Ciuman Pertama Aruna

Ruang 22 Tahun Lalu



Ruang 22 Tahun Lalu

0"Ini memalukan, Ah' integritas ku di injak-injak".     
0

"Aruna.. hari ini aku berniat menjahilinya. Tidak ku sangka. Malah aku yang di bully".     

"Bapak.. bisa saya bantu". Seorang pramuniaga mendekat menanyakan maksud laki-laki yang sedang meremas busa. Display salah satu brand pakaian dalam.     

"Eh". Hendra segera melepaskan tangannya. Terkejut menemukan jari-jarinya tidak terkondisikan.     

"Ada yang bisa saya bantu..?". Sapa pramuniaga sekali lagi     

"Emm.. ada... ukuran 36D?".     

"Tentu saja". Jawab perempuan berseragam hitam, riang.     

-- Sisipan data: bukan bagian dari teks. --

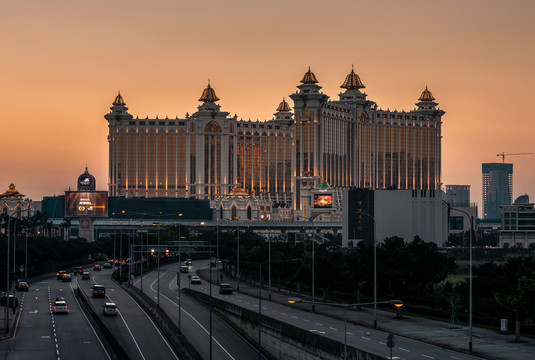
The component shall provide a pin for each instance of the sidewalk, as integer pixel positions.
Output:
(487, 344)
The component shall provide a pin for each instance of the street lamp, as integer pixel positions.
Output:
(470, 279)
(397, 303)
(374, 268)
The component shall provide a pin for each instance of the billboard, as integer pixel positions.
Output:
(323, 201)
(86, 203)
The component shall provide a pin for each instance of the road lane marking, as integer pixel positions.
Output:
(198, 323)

"Anda suka yang berbusa atau..??.. Oh maaf, maksud saya istri anda biasanya menggunakan yang berbusa atau tanpa busa?".     

_Ah' apa?... apa lagi ini?_ Hendra ga' ngerti.     

"Aku ambil semuanya".     

***     

_Lampunya sudah menyala, Surya sudah kembali?_ Hendra baru sampai di mansion.     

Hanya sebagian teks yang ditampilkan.